Outside magazine, March 1996

By Patrick Clinton

Why can't we get syrup from trees other than maples? Is oaken pancake syrup possible?
Nick Galbreath, Boston, Massachusetts

You can make syrup out of sap from some other trees, such as the butternut and the box elder, a cousin of the maple. There's even minor commercial production of birch syrup. But for the most part, only the sugar maple has sweet-enough sap to make its harvest worthwhile. You'd have to boil down 150 gallons of birch sap for a gallon of syrup; the ratio is about 40 to one for maple sap.

Sweetness, however, is just part of the story. Most trees don't "bleed" sap like maples do. (Even maples bleed significantly only in late winter when they're preparing to emerge from dormancy.) Oaks have a more evolved circulatory system. They transport fluids only in a narrow ring under the bark, so they heal quickly when cut.

Even if you could collect a bucket of oak squeezins, you might not want them center stage on your flapjacks. According to U.S. Forest Service plant pathologist Phil Wargo, "Ring-porous trees like oaks convert carbohydrates into brown grungy things." The grunge helps fight off fungi, which are big killers of trees. Very useful for the oak, of course, but no perk at the pancake house.

Earth's core is constantly losing heat, right? Should we be worried about global cooling?
Karen Erlandson, Goleta, California

Actually, earth is far from becoming the third snowball from the sun. The core got hot about 4.5 billion years ago, when Earth collided with another planet-size body. The core temperature was 10,000 or 12,000 degrees Fahrenheit then, and it's dropped by only about a thousand degrees since. At that rate, the core will be toasty for tens of billions of years. Besides, it doesn't contribute much to the total planetary energy picture: Scientists measure the heat energy radiated at Earth's surface in milliwatts per square meter, and a football-field-size parcel gives off about 200 wattsenough to power a couple of light bulbs.

Earth's radioactive elements produce new heat all the time. But the main reason the core has stayed hot, according to University of California Berkeley geophysicist Raymond Jeanloz, is that rock is a terrific insulator. "Even if you could instantly turn off the core heat, we wouldn't know it for millions of years," he says. "We'd have volcanoes and earthquakes for a long time to come." So don't you worry.

How do boomerangs work?
Chris Mills, Seattle, Washington

Before I explain this, Chris, I want you to meditate on one of life's mysteries: If you watch the wheel of a bicycle someone's riding, the spokes above the axle move away from you faster than the spokes below the axle.
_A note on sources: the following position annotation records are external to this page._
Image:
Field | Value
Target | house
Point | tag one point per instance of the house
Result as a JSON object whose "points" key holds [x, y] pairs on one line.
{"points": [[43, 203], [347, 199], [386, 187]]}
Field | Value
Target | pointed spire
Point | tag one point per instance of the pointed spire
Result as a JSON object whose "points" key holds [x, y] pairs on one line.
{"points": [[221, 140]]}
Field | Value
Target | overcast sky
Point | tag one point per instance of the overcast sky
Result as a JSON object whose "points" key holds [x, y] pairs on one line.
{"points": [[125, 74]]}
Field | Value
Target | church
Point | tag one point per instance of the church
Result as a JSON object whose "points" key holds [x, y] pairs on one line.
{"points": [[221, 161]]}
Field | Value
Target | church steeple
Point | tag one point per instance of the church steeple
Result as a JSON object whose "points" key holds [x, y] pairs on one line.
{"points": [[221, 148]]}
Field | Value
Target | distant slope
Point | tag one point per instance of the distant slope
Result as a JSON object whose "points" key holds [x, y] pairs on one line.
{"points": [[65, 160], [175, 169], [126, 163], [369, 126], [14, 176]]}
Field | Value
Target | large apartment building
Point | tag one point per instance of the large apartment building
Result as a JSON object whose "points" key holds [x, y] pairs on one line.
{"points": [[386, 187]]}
Got it? Take your time.

The wings of a boomerang are like the spokes of a wheel. You throw a 'rang vertically, like a knife, as opposed to horizontally, like a Frisbee, and the wing on top always has more airspeed than the one on the bottom. The wings are airfoils, which means they create lift; the more airspeed, the more lift. (Remember, the boomerang is soaring sideways, so it "lifts" to the side, not up.) If you're still with me, the top wing has more lift than the bottom wing, so lift forces threaten to tip the boomerang over.
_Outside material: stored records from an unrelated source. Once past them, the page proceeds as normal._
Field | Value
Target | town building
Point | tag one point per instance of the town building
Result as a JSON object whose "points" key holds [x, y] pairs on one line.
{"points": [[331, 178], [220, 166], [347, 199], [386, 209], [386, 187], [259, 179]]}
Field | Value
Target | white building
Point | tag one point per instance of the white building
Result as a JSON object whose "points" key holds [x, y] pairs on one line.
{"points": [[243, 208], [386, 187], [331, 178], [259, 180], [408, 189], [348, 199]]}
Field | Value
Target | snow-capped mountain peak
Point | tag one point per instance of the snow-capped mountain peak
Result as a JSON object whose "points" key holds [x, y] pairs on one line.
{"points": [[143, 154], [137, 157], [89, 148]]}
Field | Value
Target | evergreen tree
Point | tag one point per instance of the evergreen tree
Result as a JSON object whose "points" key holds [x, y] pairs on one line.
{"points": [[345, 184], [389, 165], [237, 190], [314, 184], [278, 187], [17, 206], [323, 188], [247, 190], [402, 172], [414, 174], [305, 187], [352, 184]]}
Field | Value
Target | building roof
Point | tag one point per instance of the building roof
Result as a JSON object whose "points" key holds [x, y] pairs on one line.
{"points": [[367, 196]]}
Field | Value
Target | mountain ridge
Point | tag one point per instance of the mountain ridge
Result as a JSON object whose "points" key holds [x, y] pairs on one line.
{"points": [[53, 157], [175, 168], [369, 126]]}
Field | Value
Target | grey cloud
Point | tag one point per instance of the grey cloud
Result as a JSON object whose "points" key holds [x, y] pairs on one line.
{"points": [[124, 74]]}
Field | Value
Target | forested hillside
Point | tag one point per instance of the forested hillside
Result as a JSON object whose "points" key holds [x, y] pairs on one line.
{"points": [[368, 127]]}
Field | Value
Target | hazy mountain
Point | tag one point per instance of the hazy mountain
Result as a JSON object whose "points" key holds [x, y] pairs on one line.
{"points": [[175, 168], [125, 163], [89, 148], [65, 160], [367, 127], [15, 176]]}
But it doesn't tip, because of gyroscopic precession, the same force that makes tops wobble weirdly when you play with them. Precession relocates forces that act on spinning bodies. In this case, it takes the tipping force and moves it 90 degrees forward, so it becomes a steering force. The boomerang turns and keeps turning until it comes back. Simple and elegant. Kind of makes you wish aborigines had designed Windows 95.